1. Conditional probability from a table. A company has 200 employees:

	Promoted	Not promoted
Male	40	80
Female	30	50

A randomly chosen employee is selected.

What is P(\text{promoted})?
What is P(\text{promoted} \mid \text{female})?
What is P(\text{female} \mid \text{promoted})?
Is promotion independent of gender? (Hint: check whether P(\text{promoted} \mid \text{female}) = P(\text{promoted}).)

2. Multiplication rule. A bag has 5 red balls and 3 blue balls. Draw 3 balls without replacement.
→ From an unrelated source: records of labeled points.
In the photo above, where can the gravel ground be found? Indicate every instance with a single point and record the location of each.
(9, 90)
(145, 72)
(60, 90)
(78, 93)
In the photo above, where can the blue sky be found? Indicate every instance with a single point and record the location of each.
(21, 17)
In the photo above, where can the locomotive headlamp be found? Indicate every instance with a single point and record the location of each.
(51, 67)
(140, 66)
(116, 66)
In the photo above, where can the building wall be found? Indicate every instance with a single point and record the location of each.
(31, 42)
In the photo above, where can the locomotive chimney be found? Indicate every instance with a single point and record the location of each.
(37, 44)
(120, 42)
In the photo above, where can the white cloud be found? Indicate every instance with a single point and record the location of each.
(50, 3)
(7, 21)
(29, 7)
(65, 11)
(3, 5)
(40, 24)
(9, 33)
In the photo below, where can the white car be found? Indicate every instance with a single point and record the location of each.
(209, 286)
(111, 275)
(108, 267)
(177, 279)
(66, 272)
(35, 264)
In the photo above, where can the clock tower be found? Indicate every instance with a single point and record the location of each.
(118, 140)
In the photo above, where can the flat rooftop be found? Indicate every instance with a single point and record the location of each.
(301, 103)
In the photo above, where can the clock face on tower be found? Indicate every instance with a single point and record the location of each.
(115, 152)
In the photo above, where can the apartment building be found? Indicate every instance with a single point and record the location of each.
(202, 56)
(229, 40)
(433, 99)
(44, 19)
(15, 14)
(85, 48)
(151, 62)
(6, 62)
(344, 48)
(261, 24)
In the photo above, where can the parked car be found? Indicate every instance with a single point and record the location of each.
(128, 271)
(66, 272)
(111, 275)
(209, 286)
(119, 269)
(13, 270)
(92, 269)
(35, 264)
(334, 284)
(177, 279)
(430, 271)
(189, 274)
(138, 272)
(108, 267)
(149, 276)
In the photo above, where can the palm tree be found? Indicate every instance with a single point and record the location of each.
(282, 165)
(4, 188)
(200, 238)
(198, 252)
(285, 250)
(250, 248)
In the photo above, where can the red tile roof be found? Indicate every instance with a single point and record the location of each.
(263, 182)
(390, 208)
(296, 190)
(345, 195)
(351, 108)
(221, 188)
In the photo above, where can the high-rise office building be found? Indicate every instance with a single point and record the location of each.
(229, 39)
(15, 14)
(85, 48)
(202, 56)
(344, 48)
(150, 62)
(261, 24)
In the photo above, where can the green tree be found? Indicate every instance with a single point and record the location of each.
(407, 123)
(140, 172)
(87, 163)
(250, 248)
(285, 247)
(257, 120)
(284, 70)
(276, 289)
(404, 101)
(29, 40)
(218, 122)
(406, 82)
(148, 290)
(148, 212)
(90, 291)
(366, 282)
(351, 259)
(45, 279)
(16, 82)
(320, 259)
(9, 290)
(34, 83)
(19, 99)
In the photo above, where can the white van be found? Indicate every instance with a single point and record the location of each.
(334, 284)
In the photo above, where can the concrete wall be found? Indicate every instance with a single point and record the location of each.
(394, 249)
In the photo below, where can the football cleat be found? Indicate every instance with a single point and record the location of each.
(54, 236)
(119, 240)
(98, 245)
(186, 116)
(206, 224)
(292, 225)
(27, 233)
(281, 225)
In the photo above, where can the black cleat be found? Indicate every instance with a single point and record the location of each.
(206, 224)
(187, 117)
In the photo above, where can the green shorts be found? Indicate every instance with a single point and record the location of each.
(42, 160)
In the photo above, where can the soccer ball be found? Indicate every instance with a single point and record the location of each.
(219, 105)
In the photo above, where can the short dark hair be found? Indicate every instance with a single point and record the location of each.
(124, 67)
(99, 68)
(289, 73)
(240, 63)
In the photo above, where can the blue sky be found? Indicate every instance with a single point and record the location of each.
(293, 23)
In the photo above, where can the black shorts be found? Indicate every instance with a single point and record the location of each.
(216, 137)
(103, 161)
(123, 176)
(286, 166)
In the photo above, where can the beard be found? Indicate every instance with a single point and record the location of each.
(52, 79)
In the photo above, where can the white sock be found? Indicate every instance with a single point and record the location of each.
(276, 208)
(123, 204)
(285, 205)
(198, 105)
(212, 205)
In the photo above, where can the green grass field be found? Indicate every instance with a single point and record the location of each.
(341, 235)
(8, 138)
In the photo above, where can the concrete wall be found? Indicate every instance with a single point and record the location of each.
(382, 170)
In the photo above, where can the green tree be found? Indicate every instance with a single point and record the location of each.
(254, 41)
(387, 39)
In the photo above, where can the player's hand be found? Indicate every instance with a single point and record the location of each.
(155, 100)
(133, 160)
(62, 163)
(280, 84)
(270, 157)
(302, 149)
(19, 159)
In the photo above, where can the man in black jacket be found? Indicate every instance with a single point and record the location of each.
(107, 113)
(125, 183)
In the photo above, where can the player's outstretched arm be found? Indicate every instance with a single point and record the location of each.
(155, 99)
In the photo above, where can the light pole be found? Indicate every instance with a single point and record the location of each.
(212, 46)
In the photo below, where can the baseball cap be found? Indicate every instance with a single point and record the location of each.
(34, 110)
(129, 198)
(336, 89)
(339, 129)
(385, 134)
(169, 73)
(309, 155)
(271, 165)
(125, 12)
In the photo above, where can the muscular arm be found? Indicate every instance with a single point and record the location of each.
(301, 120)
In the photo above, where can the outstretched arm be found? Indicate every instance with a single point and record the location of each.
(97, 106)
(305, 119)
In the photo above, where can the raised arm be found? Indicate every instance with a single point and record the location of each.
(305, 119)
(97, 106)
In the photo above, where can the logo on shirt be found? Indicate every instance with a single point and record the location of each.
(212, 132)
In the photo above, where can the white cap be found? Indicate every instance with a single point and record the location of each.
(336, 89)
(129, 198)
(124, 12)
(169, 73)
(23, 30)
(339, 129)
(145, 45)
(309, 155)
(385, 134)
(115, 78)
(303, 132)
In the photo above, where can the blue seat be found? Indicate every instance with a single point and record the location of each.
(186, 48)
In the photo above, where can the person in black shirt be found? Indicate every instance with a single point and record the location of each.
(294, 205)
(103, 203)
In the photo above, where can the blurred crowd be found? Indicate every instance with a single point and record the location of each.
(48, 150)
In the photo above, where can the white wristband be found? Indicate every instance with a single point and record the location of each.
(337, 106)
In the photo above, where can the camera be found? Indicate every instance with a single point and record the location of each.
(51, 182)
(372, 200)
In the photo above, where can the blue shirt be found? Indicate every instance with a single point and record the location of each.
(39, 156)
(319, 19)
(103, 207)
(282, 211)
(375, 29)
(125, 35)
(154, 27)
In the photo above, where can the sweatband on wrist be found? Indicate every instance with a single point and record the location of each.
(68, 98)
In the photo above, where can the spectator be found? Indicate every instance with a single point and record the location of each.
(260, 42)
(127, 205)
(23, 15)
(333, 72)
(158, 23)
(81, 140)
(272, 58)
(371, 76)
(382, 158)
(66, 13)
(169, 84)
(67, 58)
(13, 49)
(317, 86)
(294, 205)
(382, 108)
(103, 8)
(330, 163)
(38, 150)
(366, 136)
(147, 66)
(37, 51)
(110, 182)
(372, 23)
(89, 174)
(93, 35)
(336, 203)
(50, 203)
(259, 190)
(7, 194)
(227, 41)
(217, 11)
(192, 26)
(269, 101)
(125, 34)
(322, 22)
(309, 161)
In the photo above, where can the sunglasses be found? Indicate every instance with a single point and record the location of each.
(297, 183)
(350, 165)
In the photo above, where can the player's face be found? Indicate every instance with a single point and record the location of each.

Use the multiplication rule to find P(\text{all three red}).
Use the multiplication rule to find P(\text{first red, second blue, third red}).
Verify (a) by direct counting: how many ways to choose 3 red balls from 5, divided by total ways to choose 3 balls from 8?

3. Total probability theorem. A factory has two machines. Machine A produces 60% of output and has a 3% defect rate. Machine B produces 40% and has a 5% defect rate.

Use the Total Probability Theorem to find P(\text{defective}).
Write a simulation to verify your answer.

4. Bayes’ Rule. Using the factory setup from Exercise 3, a randomly chosen item is found to be defective.

What is P(\text{made by Machine A} \mid \text{defective})?
What is P(\text{made by Machine B} \mid \text{defective})?
Interpret: even though Machine B has a higher defect rate, why might the answer to (a) be large?

5. Medical testing — varying the prior. Using the medical test example (95% sensitivity, 5% false positive rate):

Compute P(\text{disease} \mid \text{positive}) for disease prevalences of 1%, 5%, 10%, and 50%.
Plot the posterior probability as a function of prior prevalence.
At what prevalence does a positive test result in a 50% posterior probability of disease?

6. Sequential Bayes. You take the medical test twice (independently). Both come back positive.

Treat the first test result as establishing a new prior. Apply Bayes’ Rule a second time to find P(\text{disease} \mid \text{two positives}).
Write a simulation to verify.
Compare with the result from a single positive test.